# Brabus C63S



## Epoch (Jul 30, 2006)

Brabus C63S

Following the Bentley work last week, Bigpikle and I had offered to pop back down to work on the Brabus C63S to make it look it's best to potential buyers.

The Brabus C63S is based on a Mercedes CL63 AMG, Brabus then replace large parts of the V8 engine to take the power and torque up (550bhp 650Nm) plus the options on some body and chassis modifications. This particular car has had the full engine and exhaust conversion and the full top options list and a few bespoke bits including, 21 inch polished split rims to go over large up-rated grooved discs and 12 pistons front and 6 pistons rear caliper brakes, front & rear bumpers and LED side skirts plus a full interior replacement including a cigar humidor all wrapped in Mercedes Obsidian flat black.

Now I hope you can see why we wanted to go back, and this thing also sounds amazing.

When we eventually got to the car, it had already been moved to the showroom, the lighting in here would be both useful and hyper critical for the rest of the day.



















Showroom lighting










And mirrored walls










The Bentley Continental GT from last week looked absolutely beautiful in the sunshine as the owner arrived and it was nice to see it outside.
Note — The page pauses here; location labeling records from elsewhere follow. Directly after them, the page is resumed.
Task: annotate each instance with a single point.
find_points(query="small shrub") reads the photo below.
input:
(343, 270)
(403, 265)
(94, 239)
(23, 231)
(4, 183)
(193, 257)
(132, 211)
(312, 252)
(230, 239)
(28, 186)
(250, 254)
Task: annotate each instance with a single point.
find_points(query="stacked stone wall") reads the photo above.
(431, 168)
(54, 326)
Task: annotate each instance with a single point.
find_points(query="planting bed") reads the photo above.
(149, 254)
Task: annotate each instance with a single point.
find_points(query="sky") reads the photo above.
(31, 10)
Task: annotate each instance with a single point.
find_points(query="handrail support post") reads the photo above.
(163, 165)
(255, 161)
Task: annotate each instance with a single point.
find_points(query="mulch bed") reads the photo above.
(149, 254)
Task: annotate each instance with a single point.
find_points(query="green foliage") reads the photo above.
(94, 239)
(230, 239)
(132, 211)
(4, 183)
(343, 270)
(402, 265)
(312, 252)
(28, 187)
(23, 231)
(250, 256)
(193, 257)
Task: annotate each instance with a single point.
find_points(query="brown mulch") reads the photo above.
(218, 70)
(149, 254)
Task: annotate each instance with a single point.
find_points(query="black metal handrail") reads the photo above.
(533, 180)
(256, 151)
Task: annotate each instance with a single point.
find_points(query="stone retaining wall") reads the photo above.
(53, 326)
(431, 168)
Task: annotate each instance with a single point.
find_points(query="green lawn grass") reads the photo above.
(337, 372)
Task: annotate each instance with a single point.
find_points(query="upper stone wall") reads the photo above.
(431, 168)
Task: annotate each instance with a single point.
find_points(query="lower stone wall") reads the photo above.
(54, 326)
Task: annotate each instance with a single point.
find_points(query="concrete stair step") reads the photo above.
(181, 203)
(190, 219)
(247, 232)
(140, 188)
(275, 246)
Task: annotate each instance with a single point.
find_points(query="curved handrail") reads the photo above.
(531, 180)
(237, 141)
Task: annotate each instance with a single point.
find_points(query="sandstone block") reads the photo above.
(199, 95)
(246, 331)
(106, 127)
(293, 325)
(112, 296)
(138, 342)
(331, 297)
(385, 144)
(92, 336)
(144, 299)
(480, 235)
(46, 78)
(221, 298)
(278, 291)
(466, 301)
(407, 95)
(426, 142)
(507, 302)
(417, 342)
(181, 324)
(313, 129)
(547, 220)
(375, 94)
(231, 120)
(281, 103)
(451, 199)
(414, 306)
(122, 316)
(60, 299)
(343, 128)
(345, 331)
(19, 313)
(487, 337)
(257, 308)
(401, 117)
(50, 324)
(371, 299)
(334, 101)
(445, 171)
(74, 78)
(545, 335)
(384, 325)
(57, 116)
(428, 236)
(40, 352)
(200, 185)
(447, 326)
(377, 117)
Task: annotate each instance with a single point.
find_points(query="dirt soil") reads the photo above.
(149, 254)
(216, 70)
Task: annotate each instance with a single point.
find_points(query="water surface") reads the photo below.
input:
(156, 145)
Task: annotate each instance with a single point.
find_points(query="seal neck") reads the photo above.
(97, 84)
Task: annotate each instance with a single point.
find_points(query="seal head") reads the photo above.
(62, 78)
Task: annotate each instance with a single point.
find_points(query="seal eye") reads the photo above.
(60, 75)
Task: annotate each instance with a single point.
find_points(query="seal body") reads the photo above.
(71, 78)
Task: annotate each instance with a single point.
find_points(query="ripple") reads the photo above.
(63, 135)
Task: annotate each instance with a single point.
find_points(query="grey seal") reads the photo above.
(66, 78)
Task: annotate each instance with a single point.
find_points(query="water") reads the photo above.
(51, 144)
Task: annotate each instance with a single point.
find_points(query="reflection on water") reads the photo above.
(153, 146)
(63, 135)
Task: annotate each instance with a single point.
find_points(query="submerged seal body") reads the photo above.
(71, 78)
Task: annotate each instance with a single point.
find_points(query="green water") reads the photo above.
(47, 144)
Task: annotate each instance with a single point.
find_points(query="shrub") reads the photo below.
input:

The Brabus had only been moved a couple of miles since we washed and applied Blackfire's All Finish Paint Protections Sealant last week it was showing only a light dusting. Wanting to wash the paint and bearing in mind we were in the showroom Damon set to work with a mix of Optimum No Rinse in a pressure sprayer while I followed around with a buffing towel. This was obviously a little belt and braces but gave us the clean surface we required. We then completed a thorough wiping down with of all paintwork with isopropyl alcohol with a regularly turned microfibre.

It was nice to be on to in depth PTG readings only after working on the car for about one hour. Paint on the vehicle was ranging between 120 to 130 microns, the Brabus fitted parts showing a slightly thicker profile at a round 150. After a reasonable success on a test panel last week we started out light looking to achieve the best balance of material removal versus final finish. After quite a few tests combo's the balance was agreed with the owner on removing the light marring but leaving the (what looked like blade drying) Random Deep Scratches, these weren't noticeably lessened with a set of Menz 3.02 so it was concluded they weren't worth chasing out on a car with only 400km on the clock and the less material removed the better.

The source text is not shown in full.